Par ailleurs, l’intervention de l’ermite, porteur du savoir, introduit une dimension symbolique majeure. Le vieil homme incarne la mémoire et la transmission. Il est l’intermédiaire entre nature et culture, et celui par qui le couple accède à une compréhension plus large de leur propre humanité. La BD, à travers lui, évoque aussi l’origine du savoir médical, botanique, et sexuel.
Enfin, le choix de la sécheresse comme ultime épreuve permet de poser la question de la nature cyclique de la vie et de la dépendance de l’homme à son environnement. L’espoir final, discret mais vibrant, ancre le récit dans une dynamique d’évolution, voire d’humanisation.
Une très belle narration graphique
Jack Manini adopte une esthétique aux teintes naturelles, dominée par des ocres, bruns, verts et bleus qui évoquent la terre, la pierre et l’eau – les éléments fondamentaux de la vie à l’époque préhistorique.
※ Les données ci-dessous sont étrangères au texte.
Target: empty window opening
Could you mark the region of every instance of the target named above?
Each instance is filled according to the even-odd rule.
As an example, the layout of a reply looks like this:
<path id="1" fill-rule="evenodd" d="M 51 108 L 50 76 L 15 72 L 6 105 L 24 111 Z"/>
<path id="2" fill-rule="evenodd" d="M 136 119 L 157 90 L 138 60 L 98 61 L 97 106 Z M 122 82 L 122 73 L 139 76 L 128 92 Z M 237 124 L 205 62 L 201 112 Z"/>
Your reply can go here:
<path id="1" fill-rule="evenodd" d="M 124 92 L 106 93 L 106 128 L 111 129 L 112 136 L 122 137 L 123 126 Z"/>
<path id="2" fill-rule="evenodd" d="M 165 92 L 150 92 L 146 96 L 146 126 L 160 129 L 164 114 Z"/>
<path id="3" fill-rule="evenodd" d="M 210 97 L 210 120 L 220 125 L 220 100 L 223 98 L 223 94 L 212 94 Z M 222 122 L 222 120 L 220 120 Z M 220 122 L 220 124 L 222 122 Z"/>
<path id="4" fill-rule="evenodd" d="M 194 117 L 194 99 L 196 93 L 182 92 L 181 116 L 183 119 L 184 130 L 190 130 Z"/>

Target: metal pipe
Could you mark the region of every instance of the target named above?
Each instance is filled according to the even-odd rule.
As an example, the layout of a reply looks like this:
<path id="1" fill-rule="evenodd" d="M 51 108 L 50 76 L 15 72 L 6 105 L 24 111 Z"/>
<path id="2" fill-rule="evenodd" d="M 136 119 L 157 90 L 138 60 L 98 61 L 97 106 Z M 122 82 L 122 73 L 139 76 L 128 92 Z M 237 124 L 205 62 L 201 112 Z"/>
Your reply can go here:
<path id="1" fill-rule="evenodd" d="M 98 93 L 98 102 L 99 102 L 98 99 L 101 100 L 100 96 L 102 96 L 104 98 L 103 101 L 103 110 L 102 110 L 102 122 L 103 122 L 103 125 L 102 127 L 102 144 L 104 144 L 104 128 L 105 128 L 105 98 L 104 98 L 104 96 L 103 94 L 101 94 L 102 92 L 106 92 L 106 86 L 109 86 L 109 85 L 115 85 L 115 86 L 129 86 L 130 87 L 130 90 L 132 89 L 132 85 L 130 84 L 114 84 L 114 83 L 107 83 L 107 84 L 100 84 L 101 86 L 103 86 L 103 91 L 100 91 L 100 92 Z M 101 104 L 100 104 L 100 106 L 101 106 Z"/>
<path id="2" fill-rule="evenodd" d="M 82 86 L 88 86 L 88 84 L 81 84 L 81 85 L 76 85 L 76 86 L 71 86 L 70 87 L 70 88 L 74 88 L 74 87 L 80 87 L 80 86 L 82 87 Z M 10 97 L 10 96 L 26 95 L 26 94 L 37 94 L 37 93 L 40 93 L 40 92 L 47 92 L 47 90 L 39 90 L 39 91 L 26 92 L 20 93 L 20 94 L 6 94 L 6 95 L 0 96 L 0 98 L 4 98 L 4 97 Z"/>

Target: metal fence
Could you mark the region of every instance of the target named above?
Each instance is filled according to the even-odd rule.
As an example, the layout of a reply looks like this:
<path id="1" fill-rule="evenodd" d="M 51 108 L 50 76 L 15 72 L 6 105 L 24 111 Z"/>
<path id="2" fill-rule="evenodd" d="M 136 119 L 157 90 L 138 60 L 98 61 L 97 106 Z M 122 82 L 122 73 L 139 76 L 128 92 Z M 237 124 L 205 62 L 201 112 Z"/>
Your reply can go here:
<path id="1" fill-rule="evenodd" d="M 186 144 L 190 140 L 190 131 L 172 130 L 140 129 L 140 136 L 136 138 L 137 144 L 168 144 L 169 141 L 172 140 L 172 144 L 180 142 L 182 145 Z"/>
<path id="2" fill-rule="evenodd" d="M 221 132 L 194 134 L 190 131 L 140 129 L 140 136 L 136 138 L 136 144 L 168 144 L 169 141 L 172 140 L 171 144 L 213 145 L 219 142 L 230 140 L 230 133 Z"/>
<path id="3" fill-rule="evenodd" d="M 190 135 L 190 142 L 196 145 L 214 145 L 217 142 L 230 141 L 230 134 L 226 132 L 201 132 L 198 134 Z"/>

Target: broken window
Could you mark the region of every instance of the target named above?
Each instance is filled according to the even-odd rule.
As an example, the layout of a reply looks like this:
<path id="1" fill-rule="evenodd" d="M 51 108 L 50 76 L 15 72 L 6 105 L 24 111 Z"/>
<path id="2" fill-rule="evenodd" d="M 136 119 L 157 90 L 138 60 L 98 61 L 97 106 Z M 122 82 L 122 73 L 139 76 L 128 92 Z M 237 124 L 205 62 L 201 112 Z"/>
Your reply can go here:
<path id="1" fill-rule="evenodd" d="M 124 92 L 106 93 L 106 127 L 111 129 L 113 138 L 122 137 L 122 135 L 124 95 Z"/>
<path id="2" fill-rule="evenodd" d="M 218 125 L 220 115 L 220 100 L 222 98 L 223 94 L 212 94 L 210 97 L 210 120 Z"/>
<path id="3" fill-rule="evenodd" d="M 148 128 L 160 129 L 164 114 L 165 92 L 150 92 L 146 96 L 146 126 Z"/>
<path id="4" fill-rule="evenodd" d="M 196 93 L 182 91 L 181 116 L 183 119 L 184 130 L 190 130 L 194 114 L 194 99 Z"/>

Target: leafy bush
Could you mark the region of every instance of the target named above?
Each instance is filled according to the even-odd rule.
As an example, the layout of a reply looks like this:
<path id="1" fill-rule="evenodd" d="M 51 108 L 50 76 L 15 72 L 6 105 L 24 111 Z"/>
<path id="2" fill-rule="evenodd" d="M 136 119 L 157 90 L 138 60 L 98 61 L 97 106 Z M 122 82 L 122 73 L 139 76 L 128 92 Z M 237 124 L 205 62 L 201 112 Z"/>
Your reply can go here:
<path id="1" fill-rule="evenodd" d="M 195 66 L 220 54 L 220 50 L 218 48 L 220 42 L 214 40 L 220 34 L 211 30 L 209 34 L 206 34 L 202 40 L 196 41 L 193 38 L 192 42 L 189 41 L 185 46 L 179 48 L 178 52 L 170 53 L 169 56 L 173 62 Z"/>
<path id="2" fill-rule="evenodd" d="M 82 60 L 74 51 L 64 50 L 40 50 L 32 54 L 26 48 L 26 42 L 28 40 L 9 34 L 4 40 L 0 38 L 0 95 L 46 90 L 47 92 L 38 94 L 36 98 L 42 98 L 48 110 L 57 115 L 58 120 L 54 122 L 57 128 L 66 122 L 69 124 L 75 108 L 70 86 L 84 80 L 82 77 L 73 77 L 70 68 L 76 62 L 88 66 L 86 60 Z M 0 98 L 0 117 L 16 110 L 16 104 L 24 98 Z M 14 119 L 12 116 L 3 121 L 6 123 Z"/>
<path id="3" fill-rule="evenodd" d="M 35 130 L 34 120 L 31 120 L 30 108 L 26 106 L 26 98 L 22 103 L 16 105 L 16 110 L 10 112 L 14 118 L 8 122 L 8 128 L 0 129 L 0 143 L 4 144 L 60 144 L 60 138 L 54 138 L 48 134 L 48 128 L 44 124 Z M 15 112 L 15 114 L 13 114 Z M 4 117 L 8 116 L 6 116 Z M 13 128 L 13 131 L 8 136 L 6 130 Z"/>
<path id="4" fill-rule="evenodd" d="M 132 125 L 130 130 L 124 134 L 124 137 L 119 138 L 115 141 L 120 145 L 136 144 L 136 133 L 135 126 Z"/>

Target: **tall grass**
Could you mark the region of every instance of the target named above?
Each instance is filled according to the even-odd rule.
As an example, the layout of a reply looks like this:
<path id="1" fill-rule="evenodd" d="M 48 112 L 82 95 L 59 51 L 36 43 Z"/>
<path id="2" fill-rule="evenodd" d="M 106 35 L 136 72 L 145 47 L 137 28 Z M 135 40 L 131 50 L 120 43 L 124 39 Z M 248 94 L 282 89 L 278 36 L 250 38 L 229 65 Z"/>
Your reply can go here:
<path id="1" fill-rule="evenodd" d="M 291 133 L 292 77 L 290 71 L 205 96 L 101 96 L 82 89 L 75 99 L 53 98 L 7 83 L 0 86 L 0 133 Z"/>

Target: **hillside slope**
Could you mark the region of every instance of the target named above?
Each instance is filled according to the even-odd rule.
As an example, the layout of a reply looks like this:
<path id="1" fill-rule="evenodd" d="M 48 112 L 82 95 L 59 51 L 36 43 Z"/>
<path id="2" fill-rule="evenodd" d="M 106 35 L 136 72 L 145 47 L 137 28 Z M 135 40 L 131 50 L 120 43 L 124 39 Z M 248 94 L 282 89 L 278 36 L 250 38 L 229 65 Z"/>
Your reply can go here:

Le dessin privilégie les expressions corporelles et la gestuelle, dans un monde où la parole est rare ou embryonnaire.
Les visages sont expressifs, parfois presque caricaturaux, mais toujours empreints de douceur, ce qui participe à la tonalité onirique de l’ensemble. La nature est omniprésente, tantôt refuge, tantôt menace. Les planches, souvent très ouvertes, laissent respirer le récit et invitent à la contemplation. Le traitement du feu et de l’eau – éléments symboliques clés – fait l’objet de vignettes particulièrement travaillées, presque mystiques.
Le découpage est fluide, presque cinématographique, ce qui n’est pas surprenant puisque l’œuvre originelle de Pagnol était destinée à l’écran. On perçoit la volonté des auteurs de respecter ce lien entre cinéma et bande dessinée, en traduisant l’image mentale de Pagnol en une narration graphique puissante.
Conclusion
Le Premier Amour est une bande dessinée précieuse à plus d’un titre. Elle permet tout d’abord de redécouvrir un récit oublié de Marcel Pagnol, dans une version poétique, accessible et visuellement inspirée. Mais elle offre aussi une occasion rare d’aborder, en classe, des thématiques riches : la naissance des sentiments humains, l’évolution des structures familiales, les représentations de la Préhistoire dans la fiction, ou encore le rapport entre nature et culture.
En mêlant mythe, anthropologie fictionnelle et émotion, cette œuvre se lit comme une parabole douce et puissante. Elle rappelle que l’amour, même dans un monde encore sauvage, peut devenir un acte de révolution.